When ground truth labels exist: AUC-ROC (measures ranking quality across all thresholds), AUC-PR (precision-recall; better for imbalanced data), and F1 at operating threshold. When labels don't exist (most unsupervised settings): evaluate by analyst validation rate (fraction of flagged alerts confirmed as true anomalies by human review), time-to-detect (how quickly after onset is an anomaly flagged), and false positive rate at desired threshold.
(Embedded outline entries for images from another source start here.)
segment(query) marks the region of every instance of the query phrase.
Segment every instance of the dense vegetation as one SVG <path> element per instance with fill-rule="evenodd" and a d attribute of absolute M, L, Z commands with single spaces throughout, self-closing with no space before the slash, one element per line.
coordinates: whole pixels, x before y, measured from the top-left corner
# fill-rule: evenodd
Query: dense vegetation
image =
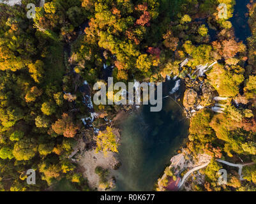
<path fill-rule="evenodd" d="M 73 148 L 86 136 L 96 142 L 97 151 L 118 152 L 103 118 L 126 108 L 90 103 L 86 85 L 106 83 L 103 66 L 114 67 L 114 82 L 177 75 L 199 92 L 202 85 L 207 91 L 197 100 L 206 108 L 191 119 L 186 149 L 256 162 L 255 4 L 248 6 L 252 35 L 246 47 L 229 20 L 234 0 L 52 0 L 36 8 L 34 19 L 27 18 L 26 5 L 38 3 L 22 2 L 0 4 L 0 189 L 43 190 L 66 180 L 88 189 L 70 159 Z M 227 6 L 223 18 L 220 3 Z M 197 74 L 199 66 L 215 62 L 206 75 Z M 227 98 L 222 113 L 210 108 L 217 96 Z M 245 168 L 242 183 L 230 173 L 232 182 L 218 186 L 221 168 L 213 159 L 202 172 L 205 184 L 195 189 L 255 189 L 255 166 Z M 36 185 L 24 180 L 30 168 L 39 175 Z M 105 185 L 107 171 L 95 170 Z"/>

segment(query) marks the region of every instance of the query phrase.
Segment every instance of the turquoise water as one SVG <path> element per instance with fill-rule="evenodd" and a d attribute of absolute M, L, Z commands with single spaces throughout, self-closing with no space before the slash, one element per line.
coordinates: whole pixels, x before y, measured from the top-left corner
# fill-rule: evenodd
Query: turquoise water
<path fill-rule="evenodd" d="M 251 35 L 251 31 L 248 24 L 248 13 L 246 5 L 250 0 L 237 0 L 234 8 L 233 17 L 230 19 L 235 29 L 236 37 L 238 40 L 246 43 L 246 40 Z"/>
<path fill-rule="evenodd" d="M 174 86 L 174 82 L 168 84 L 164 85 L 163 96 Z M 153 190 L 186 138 L 188 122 L 182 108 L 170 98 L 163 102 L 160 112 L 151 112 L 149 106 L 144 105 L 123 121 L 119 149 L 122 165 L 115 175 L 116 190 Z"/>

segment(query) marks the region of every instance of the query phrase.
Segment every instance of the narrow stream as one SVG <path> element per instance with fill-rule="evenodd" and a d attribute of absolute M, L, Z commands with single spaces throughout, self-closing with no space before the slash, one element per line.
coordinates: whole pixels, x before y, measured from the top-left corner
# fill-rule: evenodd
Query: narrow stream
<path fill-rule="evenodd" d="M 174 87 L 174 80 L 163 85 L 163 96 Z M 176 94 L 182 94 L 182 86 Z M 172 97 L 174 96 L 172 95 Z M 163 99 L 163 108 L 151 112 L 144 105 L 121 125 L 119 157 L 116 171 L 117 191 L 152 191 L 154 184 L 187 136 L 188 122 L 183 110 L 170 97 Z"/>

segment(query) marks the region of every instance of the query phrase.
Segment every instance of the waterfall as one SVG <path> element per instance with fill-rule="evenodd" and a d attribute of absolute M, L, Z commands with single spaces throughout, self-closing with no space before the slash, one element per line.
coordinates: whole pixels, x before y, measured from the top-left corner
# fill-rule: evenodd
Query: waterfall
<path fill-rule="evenodd" d="M 84 126 L 86 126 L 86 122 L 85 119 L 82 119 L 82 122 L 84 124 Z"/>
<path fill-rule="evenodd" d="M 98 117 L 98 114 L 96 113 L 91 113 L 91 121 L 93 122 L 95 118 Z"/>
<path fill-rule="evenodd" d="M 220 103 L 215 103 L 215 106 L 219 106 L 219 107 L 225 107 L 226 106 L 223 104 L 220 104 Z"/>
<path fill-rule="evenodd" d="M 199 105 L 197 106 L 197 110 L 201 110 L 201 109 L 202 109 L 202 108 L 204 108 L 204 106 L 201 106 L 201 105 Z"/>
<path fill-rule="evenodd" d="M 100 129 L 93 127 L 93 131 L 95 134 L 98 134 L 100 131 Z"/>
<path fill-rule="evenodd" d="M 214 111 L 215 112 L 219 113 L 223 113 L 223 110 L 225 108 L 220 108 L 220 107 L 217 107 L 217 106 L 214 106 L 211 108 L 211 110 Z"/>
<path fill-rule="evenodd" d="M 213 64 L 211 64 L 209 66 L 208 66 L 208 68 L 211 68 L 213 65 L 215 64 L 217 64 L 218 62 L 216 61 L 214 62 Z"/>
<path fill-rule="evenodd" d="M 0 0 L 0 3 L 6 4 L 9 6 L 14 6 L 15 4 L 21 5 L 21 0 L 9 0 L 7 1 Z"/>
<path fill-rule="evenodd" d="M 197 75 L 198 76 L 203 76 L 204 73 L 209 70 L 209 68 L 211 68 L 213 65 L 216 64 L 217 62 L 215 61 L 213 63 L 212 63 L 211 65 L 208 66 L 208 63 L 207 63 L 206 65 L 198 65 L 196 66 L 197 69 L 193 73 L 192 76 L 197 71 L 199 71 L 199 73 Z"/>
<path fill-rule="evenodd" d="M 227 100 L 229 99 L 228 98 L 225 98 L 225 97 L 220 97 L 220 96 L 216 96 L 213 98 L 215 101 L 224 101 Z"/>
<path fill-rule="evenodd" d="M 174 87 L 172 88 L 172 89 L 170 91 L 169 94 L 174 94 L 177 91 L 179 90 L 179 85 L 180 85 L 180 82 L 181 80 L 179 79 L 176 82 L 175 82 L 175 85 Z"/>
<path fill-rule="evenodd" d="M 135 95 L 137 98 L 138 102 L 140 102 L 140 95 L 139 94 L 139 89 L 140 88 L 140 82 L 137 82 L 136 80 L 134 80 L 133 88 L 135 89 Z"/>
<path fill-rule="evenodd" d="M 173 78 L 172 78 L 172 80 L 176 80 L 176 79 L 177 79 L 177 76 L 176 75 L 176 76 L 174 76 Z"/>
<path fill-rule="evenodd" d="M 185 66 L 188 62 L 188 58 L 186 58 L 183 62 L 181 64 L 181 68 Z"/>
<path fill-rule="evenodd" d="M 84 98 L 84 99 L 83 99 L 83 101 L 84 101 L 84 103 L 86 104 L 87 106 L 89 108 L 93 109 L 93 102 L 91 101 L 91 96 L 89 96 L 88 95 L 86 95 L 86 98 L 88 99 L 89 103 L 86 104 L 86 100 L 85 100 L 86 98 Z"/>

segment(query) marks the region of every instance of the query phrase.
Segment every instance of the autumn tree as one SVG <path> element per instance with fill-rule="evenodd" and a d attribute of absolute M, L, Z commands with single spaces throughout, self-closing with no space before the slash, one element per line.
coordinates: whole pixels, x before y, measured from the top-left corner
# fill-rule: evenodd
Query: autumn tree
<path fill-rule="evenodd" d="M 62 118 L 58 119 L 52 125 L 52 129 L 58 135 L 63 135 L 67 138 L 73 138 L 79 129 L 73 123 L 72 117 L 68 113 L 64 113 Z"/>
<path fill-rule="evenodd" d="M 104 155 L 107 154 L 108 151 L 118 152 L 116 136 L 113 133 L 112 127 L 107 127 L 106 132 L 100 131 L 96 139 L 97 147 L 96 152 L 103 151 Z"/>

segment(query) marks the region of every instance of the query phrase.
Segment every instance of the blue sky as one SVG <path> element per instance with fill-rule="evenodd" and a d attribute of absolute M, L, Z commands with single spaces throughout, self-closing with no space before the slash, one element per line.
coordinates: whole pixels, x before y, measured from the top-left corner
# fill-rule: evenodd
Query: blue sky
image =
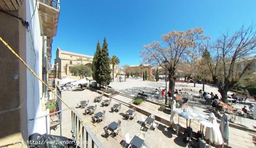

Expert practitioners set thresholds on a labeled validation set, not by eyeballing scores.

Creating

Designing a production anomaly detection pipeline:

  1. Data collection: identify all relevant signals for the domain (sensor readings, transaction features, log events).
  2. Baseline modeling: fit Isolation Forest on 30 days of normal data.
  3. Threshold setting: use 99th percentile of normal data scores as initial threshold.
  4. Monitoring: track alert rate daily; alert if rate changes >3× (suggests concept drift or system issue).
  5. Continuous learning: retrain model monthly on sliding window of data.
  6. Human-in-the-loop: all alerts reviewed by analyst; verdicts feed back into labeled dataset for supervised upgrade.
  7. Alert deduplication: suppress repeated alerts for the same entity within a time window to reduce fatigue.